Perché questo Papa è così sotto attacco, dall’esterno ma anche dall’interno della Chiesa, nonostante la sua evidente innocenza rispetto alle accuse? “Un principio di risposta - afferma Sandro Magister - è che Papa Benedetto è sistematicamente attaccato proprio per ciò che fa, per ciò che dice, per ciò che è”.
Dinanzi a questi ripetuti, violenti quanto ingiustificati attacchi, la Chiesa si stringe in modo particolare attorno alla sua guida, al Successore di Pietro. Benedetto XVI sa che il popolo di Dio non si lascia impressionare dal chiacchiericcio del momento e che la Chiesa di Cristo, edificata sulla roccia indefettibile del Principe degli Apostoli, non vedrà prevalere su di essa le porte degli inferi.
Con questa certezza, Benedetto XVI può continuare a guidare con serenità e mano ferma la barca della Chiesa, affrontando i lupi che certamente non gli daranno tregua, e cercheranno di sbranare tutto il suo delicato e difficile lavoro in favore del dialogo trilaterale tra ebrei, cristiani e musulmani, della pace, della dignità dell’uomo che non viene meno quando la malattia mina la sua efficienza, della sacralità della vita dal suo concepimento fino al suo termine naturale, della santità della famiglia.

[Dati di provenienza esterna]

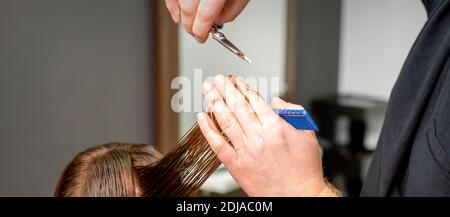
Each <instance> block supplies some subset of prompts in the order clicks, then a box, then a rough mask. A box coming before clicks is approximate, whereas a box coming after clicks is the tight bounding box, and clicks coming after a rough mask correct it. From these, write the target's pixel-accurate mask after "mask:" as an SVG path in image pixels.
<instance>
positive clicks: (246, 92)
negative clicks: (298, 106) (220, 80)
mask: <svg viewBox="0 0 450 217" xmlns="http://www.w3.org/2000/svg"><path fill="white" fill-rule="evenodd" d="M235 81H236V83H237V86H238V88H239V91H240V92H241V93H242V94H244V95H245V97H246V98H247V100H248V102H249V104H250V105H251V107H252V108H253V111H255V112H256V115H257V116H258V118H259V120H260V121H261V123H263V124H267V125H272V124H274V123H276V121H277V120H278V119H279V116H278V115H276V114H275V113H274V112H273V111H272V107H271V106H269V105H268V104H267V103H266V101H265V100H264V99H263V98H262V96H261V95H259V94H258V93H257V92H256V91H254V90H252V89H251V88H250V86H249V85H248V84H247V83H245V82H244V81H242V80H241V79H239V78H235Z"/></svg>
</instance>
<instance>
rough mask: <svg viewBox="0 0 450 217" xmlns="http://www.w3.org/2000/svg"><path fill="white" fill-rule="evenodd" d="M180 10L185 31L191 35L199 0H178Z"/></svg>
mask: <svg viewBox="0 0 450 217" xmlns="http://www.w3.org/2000/svg"><path fill="white" fill-rule="evenodd" d="M178 3H179V5H180V10H181V21H182V23H183V26H184V29H185V30H186V32H187V33H189V34H191V35H193V31H192V26H193V25H194V20H195V14H196V13H197V8H198V5H199V3H200V0H178Z"/></svg>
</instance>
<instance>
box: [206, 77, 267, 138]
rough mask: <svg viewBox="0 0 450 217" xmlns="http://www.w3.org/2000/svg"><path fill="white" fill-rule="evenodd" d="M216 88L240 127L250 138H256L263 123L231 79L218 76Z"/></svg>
mask: <svg viewBox="0 0 450 217" xmlns="http://www.w3.org/2000/svg"><path fill="white" fill-rule="evenodd" d="M214 83H215V86H216V88H217V90H218V91H219V93H220V94H221V95H222V97H223V98H224V100H225V103H226V106H227V107H228V108H229V109H230V110H231V112H232V113H233V115H234V116H235V117H236V119H237V121H238V122H239V124H240V126H242V129H243V131H244V133H245V135H247V136H248V137H252V136H255V135H254V134H257V132H256V131H257V130H258V129H260V126H261V123H260V122H259V120H258V118H257V117H256V115H255V113H254V112H253V110H252V108H251V107H250V105H249V104H248V103H247V100H246V99H245V97H244V96H243V95H242V94H241V93H240V92H239V90H238V89H236V87H235V86H234V84H233V83H232V82H231V80H230V79H229V78H225V77H224V76H223V75H218V76H216V78H215V80H214Z"/></svg>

Tutti temi che stanno a cuore a Benedetto XVI e che sono al centro dell’agenda del suo pontificato. Ma che turbano la quiete dei suoi aggressori. La dolce rivoluzione di Ratzinger non sarà sconvolta dalle accuse infondate di cui questo Papa è quotidianamente vittima. Benedetto XVI non si dimetterà come chiedono i critici più accesi. Non ne ha motivo. E l’affetto e il sostegno spontaneo del miliardo di cattolici in tutto il mondo sono per lui di incoraggiamento ad andare avanti senza paura.
L’abbraccio dei fedeli per i suoi primi cinque anni di papato si concretizza nell’augurio che gli ha rivolto il Cardinale decano Angelo Sodano la mattina di Pasqua: “Dolce Cristo in terra, la Chiesa è con te”.